Odchodząca niedługo z urzędu Angela Merkel pojechała z wizytą do stolicy Ukrainy. Jednym z głównych tematów jej rozmowy z prezydentem tego kraju była sprawa tranzytu gazu z Rosji przez Ukrainę po tym, jak uruchomiony zostanie Nord Stream 2.
Nowy gazociąg to kolejny, który omija Ukrainę - biegnie dnem Morza Bałtyckiego - a Ukraińcy obawiają się, że Rosja po rozpoczęciu przesyłu nową drogą będzie ograniczać tranzyt surowca przez ich kraj. To byłoby uderzenie nie tylko w finanse, lecz także bezpieczeństwo energetyczne Ukrainy.

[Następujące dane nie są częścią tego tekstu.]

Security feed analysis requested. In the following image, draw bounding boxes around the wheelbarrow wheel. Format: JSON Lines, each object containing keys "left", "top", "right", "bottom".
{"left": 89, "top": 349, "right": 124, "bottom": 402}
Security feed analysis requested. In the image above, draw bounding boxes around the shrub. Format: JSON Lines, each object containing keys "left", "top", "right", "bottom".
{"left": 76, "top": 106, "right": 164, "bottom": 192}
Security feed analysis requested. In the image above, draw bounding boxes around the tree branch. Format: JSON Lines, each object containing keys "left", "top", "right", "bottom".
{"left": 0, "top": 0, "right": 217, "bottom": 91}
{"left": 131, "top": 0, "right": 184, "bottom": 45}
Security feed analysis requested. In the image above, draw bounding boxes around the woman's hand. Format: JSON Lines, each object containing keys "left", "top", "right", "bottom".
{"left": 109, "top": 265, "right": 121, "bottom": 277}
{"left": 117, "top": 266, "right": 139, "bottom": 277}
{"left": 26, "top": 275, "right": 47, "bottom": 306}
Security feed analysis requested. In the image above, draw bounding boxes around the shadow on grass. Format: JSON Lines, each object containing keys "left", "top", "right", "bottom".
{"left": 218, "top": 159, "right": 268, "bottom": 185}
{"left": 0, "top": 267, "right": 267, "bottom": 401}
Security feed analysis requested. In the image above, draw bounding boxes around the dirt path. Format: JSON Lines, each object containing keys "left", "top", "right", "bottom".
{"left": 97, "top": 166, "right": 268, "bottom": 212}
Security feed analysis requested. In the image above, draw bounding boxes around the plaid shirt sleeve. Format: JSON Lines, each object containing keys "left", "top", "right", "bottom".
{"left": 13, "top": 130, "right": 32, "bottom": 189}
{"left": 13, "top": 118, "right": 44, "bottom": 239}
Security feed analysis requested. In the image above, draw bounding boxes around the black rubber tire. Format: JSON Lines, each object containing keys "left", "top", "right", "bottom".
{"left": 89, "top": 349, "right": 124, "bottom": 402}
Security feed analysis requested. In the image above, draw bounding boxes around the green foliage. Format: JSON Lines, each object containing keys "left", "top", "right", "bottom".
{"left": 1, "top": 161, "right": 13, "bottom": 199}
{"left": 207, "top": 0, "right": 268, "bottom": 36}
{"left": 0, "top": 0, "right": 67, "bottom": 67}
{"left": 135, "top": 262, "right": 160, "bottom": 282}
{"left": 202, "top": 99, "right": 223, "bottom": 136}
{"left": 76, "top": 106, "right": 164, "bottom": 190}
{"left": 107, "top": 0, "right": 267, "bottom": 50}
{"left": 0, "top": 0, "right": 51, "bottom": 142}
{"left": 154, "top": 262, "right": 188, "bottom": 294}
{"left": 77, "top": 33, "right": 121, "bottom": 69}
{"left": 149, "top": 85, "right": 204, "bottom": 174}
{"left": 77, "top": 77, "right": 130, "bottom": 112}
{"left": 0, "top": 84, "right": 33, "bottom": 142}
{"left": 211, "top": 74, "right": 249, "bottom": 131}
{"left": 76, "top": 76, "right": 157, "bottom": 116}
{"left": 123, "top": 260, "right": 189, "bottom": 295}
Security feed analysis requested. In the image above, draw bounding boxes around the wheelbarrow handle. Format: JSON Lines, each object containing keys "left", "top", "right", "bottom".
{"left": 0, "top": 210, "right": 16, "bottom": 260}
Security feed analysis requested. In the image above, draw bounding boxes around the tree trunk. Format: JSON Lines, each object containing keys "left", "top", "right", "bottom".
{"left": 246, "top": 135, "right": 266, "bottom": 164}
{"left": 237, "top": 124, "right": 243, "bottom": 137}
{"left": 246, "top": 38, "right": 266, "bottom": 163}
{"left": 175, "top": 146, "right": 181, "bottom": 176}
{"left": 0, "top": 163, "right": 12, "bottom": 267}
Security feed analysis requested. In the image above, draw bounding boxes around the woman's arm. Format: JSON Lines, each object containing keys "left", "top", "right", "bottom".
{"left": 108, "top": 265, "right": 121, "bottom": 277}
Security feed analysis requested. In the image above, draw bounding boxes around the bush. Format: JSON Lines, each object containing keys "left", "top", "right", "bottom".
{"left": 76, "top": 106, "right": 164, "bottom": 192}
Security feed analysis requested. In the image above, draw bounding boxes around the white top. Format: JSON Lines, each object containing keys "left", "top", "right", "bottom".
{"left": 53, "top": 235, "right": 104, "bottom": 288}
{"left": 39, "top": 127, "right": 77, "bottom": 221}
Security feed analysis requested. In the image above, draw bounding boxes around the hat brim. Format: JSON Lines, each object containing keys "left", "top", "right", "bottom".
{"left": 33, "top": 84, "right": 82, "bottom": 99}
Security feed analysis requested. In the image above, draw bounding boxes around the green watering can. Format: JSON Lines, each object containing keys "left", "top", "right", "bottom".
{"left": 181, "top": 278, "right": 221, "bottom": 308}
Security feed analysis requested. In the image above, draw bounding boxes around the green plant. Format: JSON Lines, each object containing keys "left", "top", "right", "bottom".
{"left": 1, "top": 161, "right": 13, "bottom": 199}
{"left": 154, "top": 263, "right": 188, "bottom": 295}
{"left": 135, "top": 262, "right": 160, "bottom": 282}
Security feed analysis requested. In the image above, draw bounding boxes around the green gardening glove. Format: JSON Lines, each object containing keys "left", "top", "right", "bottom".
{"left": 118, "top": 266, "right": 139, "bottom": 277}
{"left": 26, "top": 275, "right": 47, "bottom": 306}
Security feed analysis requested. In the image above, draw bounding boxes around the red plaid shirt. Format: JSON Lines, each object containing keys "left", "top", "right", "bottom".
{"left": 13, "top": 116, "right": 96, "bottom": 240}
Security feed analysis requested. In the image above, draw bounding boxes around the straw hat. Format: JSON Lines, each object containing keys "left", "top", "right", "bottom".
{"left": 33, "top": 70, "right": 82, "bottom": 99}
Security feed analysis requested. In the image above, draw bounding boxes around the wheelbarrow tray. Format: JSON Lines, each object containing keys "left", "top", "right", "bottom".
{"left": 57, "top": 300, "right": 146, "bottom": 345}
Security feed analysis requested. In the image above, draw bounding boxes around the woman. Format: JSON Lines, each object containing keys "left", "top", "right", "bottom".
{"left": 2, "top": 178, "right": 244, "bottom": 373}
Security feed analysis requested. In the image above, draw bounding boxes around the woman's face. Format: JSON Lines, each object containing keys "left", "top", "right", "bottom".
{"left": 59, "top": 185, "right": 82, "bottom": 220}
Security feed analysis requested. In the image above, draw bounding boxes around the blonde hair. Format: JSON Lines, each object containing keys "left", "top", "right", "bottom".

Jak podaje Agencja Reutera, kanclerz Niemiec zapewniła, że Ukraina nie ucierpi z powodu budowy Nord Stream 2. Podkreśliła, że Rosja nie może wykorzystywać gazu jako broni i powiedziała, że Niemcy mogą nałożyć nowe sankcje na ten kraj, gdyby pojawiła się taka potrzeba. "Ważne jest, aby Ukraina pozostała krajem tranzytowym" - stwierdziła Angela Merkel po rozmowie z Wołodymyrem Zełenskim. Umowa w tej sprawie między Ukrainą i Rosją wygasa w 2024 roku, Merkel wezwała do jej przedłużenia.
Prezydent Ukrainy jednoznacznie podkreślił na spotkaniu z dziennikarzami, że Nord Stream 2 to broń geopolityczna. Jego zdaniem nie można nie zauważać, że to jest niebezpieczne nie tylko dla Ukrainy. Jak mówił, gazociąg jest jeszcze niedokończony, a już widać, kto kontroluje ceny gazu w Europie. Jego zdaniem w kwestii przedłużenia umowy tranzytowej jak na razie są to tylko zbyt ogólne rozmowy.
Angela Merkel spotkała się z Wołodymyrem Zełenskim dwa dni po wizycie w Moskwie. Z prezydentem Rosji także poruszyła temat Nord Stream 2. Władimir Putin przekazał dziennikarzom, że może wydłużyć porozumienie ws. tranzytu gazu poza 2024 rok, ale potrzebowałby więcej szczegółów.
Budowa drugiej nitki gazociągu Nord Stream jest bliska zakończenia. Sprzeciwiała się jej nie tylko Ukraina, ale także kilka innych państw, w tym Polska. Niemcy nie wstrzymują jednak tej inwestycji, a władze powtarzają, że jest to projekt ekonomiczny, nie polityczny. Także Stany Zjednoczone i za poprzedniej, i za obecnej administracji Białego Domu, nie nałożyły sankcji dotkliwych na tyle, by doprowadziły do rezygnacji Rosjan z budowy. W piątek restrykcje zostały nałożone na rosyjski statek i dwóch Rosjan powiązanych z przedsięwzięciem.